The SFoodie, Tamara Palmer, at SF Weekly just released her choices for the 10 Coolest Specialty Food and Drink Magazines. I have no real quibble with her choices, even considering I don’t know a number of the food magazines that made the list. Two publications that write about beer are there. The first, Imbibe, usually has something about beer in every issue though its focus is on all beverages. It came in at #3. The other one, DRAFT, is the only beer-only magazine to make the list, and it is #5. As I said, I have no quibble with either choice, a prety good showing for both rags. I’ve written for DRAFT, though not Imbibe (I have spoken to their editor about pitching something, but haven’t done anything about it yet).
Anyway, I should disclose that I’m probably overly sensitive about these sorts of things, but it definitely ruffles my feathers when other writers, and especially food or wine writers, write uncharitably about beer in somewhat dismissive tones, even when they’re trying not to, as if they can’t help themselves. That seems to be the case here, as Palmer writes in her description of DRAFT magazine. “Beer is not usually something you think of as classy.” Really, why was that qualification necessary? She lives in San Francisco, the birthplace of the modern craft beer movement. There are countless good beer bars, and most here have at least an okay selection that includes more than just the macros. Then there are more than a few restaurants starting to embrace beer. Slanted Door, Millennium, and, of course, the Cathedral Hill Hotel, to name just a few. And look at the great job 21st Amendment, Magnolia, Thirsty Bear and Alembic have done with their menus. How could a food writer miss entirely SF Beer Week? With 155 events over ten days, including over two dozen beer dinners and another 25 or so beer and food pairing events at such places as Oliveto and Chez Panisse, for chrissakes. Surely, she couldn’t have missed the giant beer tent at Slow Food Nation last August at Fort Mason. San Francisco isn’t just some podunk town when it comes to beer, but everywhere you look you see local and better craft and imported beers. So how do you inhabit that space and not be touched by it, dismissing it at the stroke of a pen. I find it just so incredibly frustrating. I see so many people committed to raising the status of beer beyond mere commodity, pouring their life’s blood into it to no apparent effect whatsoever.
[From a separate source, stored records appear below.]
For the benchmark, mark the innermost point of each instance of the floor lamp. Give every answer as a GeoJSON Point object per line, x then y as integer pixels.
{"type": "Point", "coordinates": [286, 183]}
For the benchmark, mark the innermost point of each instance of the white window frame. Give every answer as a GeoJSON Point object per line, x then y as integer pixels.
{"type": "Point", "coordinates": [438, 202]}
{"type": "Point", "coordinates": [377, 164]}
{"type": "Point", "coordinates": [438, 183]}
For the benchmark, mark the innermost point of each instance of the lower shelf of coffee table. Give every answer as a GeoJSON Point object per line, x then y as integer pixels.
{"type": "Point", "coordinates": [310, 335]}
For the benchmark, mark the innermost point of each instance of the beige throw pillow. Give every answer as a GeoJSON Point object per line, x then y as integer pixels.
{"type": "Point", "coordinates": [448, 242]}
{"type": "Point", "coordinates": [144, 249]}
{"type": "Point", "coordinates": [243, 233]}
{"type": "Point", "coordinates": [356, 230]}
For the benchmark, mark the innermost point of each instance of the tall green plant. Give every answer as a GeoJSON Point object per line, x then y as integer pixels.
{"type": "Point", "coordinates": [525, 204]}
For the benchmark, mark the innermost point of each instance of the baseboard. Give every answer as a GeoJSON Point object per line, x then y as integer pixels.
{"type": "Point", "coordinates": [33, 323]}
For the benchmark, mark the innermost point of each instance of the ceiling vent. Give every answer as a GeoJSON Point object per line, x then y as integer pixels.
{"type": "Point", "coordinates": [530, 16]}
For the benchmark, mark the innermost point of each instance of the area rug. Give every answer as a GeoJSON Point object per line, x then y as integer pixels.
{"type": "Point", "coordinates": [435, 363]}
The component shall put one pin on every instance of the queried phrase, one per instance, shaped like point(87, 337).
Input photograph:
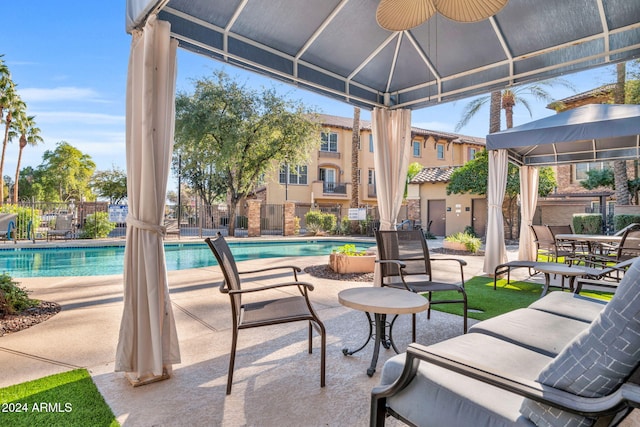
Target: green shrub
point(25, 215)
point(13, 298)
point(621, 221)
point(349, 249)
point(97, 226)
point(587, 223)
point(470, 231)
point(470, 242)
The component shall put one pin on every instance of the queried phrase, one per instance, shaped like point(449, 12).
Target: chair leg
point(232, 359)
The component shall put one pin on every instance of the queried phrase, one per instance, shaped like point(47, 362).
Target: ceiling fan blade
point(399, 15)
point(469, 10)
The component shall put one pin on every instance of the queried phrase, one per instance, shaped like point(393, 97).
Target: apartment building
point(326, 181)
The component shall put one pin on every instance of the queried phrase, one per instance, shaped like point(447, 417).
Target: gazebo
point(337, 48)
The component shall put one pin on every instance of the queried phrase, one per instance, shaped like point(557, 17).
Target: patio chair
point(63, 227)
point(546, 244)
point(629, 247)
point(267, 311)
point(406, 264)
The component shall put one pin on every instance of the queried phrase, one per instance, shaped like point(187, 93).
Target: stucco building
point(325, 181)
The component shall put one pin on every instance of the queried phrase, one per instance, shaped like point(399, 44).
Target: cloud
point(77, 117)
point(57, 94)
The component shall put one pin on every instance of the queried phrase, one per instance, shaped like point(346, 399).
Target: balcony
point(331, 190)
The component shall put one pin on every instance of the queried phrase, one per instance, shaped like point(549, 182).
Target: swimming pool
point(103, 260)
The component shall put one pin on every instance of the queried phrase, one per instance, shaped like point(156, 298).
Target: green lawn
point(69, 399)
point(485, 303)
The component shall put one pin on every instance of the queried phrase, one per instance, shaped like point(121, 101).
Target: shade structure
point(595, 132)
point(148, 344)
point(337, 48)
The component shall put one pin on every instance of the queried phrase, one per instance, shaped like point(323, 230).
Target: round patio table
point(380, 301)
point(549, 268)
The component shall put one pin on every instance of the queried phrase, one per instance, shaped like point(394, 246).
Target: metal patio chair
point(267, 311)
point(406, 264)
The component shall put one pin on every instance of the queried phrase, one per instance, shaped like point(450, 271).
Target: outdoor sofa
point(566, 360)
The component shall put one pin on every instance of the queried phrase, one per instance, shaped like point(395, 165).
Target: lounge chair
point(63, 227)
point(406, 264)
point(566, 360)
point(265, 312)
point(7, 224)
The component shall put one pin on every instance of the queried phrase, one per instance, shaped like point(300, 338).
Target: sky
point(69, 61)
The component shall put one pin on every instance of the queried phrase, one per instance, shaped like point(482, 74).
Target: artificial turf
point(484, 303)
point(68, 399)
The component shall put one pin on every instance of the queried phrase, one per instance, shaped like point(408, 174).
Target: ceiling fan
point(399, 15)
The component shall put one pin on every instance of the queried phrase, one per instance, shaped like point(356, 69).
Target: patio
point(275, 382)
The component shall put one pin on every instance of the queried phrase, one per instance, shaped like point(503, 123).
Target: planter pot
point(455, 246)
point(343, 264)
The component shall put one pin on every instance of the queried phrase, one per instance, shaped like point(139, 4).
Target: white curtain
point(528, 202)
point(391, 131)
point(391, 151)
point(496, 251)
point(148, 342)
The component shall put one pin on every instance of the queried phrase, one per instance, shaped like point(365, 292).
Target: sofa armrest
point(627, 395)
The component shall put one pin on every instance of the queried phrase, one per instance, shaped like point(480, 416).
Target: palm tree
point(620, 166)
point(15, 107)
point(509, 98)
point(29, 135)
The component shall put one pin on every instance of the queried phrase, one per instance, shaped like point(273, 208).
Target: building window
point(295, 175)
point(581, 169)
point(329, 142)
point(416, 148)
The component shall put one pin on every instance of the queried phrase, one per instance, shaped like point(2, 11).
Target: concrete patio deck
point(276, 382)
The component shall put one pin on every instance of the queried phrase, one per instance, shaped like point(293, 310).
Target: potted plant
point(347, 259)
point(462, 242)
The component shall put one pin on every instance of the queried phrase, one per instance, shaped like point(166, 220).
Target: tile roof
point(436, 174)
point(347, 123)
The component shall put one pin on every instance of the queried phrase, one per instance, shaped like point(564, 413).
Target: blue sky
point(69, 60)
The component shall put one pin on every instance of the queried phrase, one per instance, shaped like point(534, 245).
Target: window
point(581, 169)
point(329, 142)
point(295, 175)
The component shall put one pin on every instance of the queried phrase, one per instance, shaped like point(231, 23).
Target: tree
point(65, 173)
point(15, 107)
point(233, 135)
point(620, 166)
point(472, 178)
point(110, 184)
point(29, 135)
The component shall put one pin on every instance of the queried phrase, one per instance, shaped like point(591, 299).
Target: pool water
point(104, 260)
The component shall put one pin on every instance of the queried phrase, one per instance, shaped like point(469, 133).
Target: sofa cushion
point(440, 397)
point(536, 330)
point(570, 305)
point(599, 359)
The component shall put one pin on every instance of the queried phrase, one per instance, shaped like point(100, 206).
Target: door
point(479, 216)
point(436, 216)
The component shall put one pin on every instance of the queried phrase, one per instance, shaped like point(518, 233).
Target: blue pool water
point(102, 260)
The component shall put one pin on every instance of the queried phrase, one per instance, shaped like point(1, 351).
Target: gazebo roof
point(336, 47)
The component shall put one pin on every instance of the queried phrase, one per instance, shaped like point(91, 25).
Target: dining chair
point(405, 263)
point(265, 311)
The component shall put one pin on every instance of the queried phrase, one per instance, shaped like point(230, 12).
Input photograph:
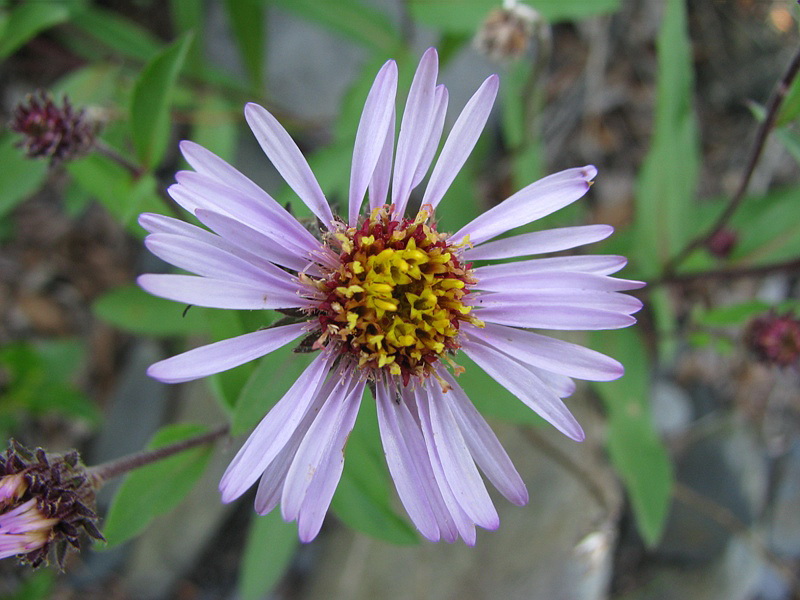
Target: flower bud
point(46, 502)
point(52, 131)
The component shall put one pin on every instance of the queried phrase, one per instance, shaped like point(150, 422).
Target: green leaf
point(121, 35)
point(131, 309)
point(354, 20)
point(27, 20)
point(247, 23)
point(666, 185)
point(271, 544)
point(269, 381)
point(635, 449)
point(150, 102)
point(157, 488)
point(20, 176)
point(363, 498)
point(467, 16)
point(735, 314)
point(113, 186)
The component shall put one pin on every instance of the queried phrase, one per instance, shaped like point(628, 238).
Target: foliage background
point(690, 465)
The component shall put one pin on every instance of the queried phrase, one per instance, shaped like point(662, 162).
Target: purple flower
point(388, 301)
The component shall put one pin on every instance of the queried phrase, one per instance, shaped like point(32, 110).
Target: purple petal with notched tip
point(461, 141)
point(284, 154)
point(223, 355)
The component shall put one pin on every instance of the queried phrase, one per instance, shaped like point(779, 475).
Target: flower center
point(397, 297)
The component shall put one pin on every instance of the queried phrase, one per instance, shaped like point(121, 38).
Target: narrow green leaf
point(666, 185)
point(271, 544)
point(247, 23)
point(157, 488)
point(19, 177)
point(466, 16)
point(635, 449)
point(150, 102)
point(363, 498)
point(27, 20)
point(117, 33)
point(131, 309)
point(354, 20)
I mean what exactly do the craft beer brewers, the better beer bars, and the beer savvy chefs at restaurants embracing beer have to do to attract the notice of someone whose very job is about food and drinks?
In the end, Palmer does admit “Draft gives the craft its due as a refined art,” but then why was it so necessary to first dismiss beer as being perceived as unrefined. I understand that many people do see it that way, but haven’t we or can’t we move past that yet, especially among the class of people charged with telling people what are the best things to eat and drink and where one can have the best experiences doing both? I have. Most beer aficionados, wine makers, and a growing number of chefs have moved beyond such antiquated thinking. Why is parity so damn difficult? I think I’ve been working too much lately. I’m getting crabbier than usual, and for me that’s saying something. I need a nap.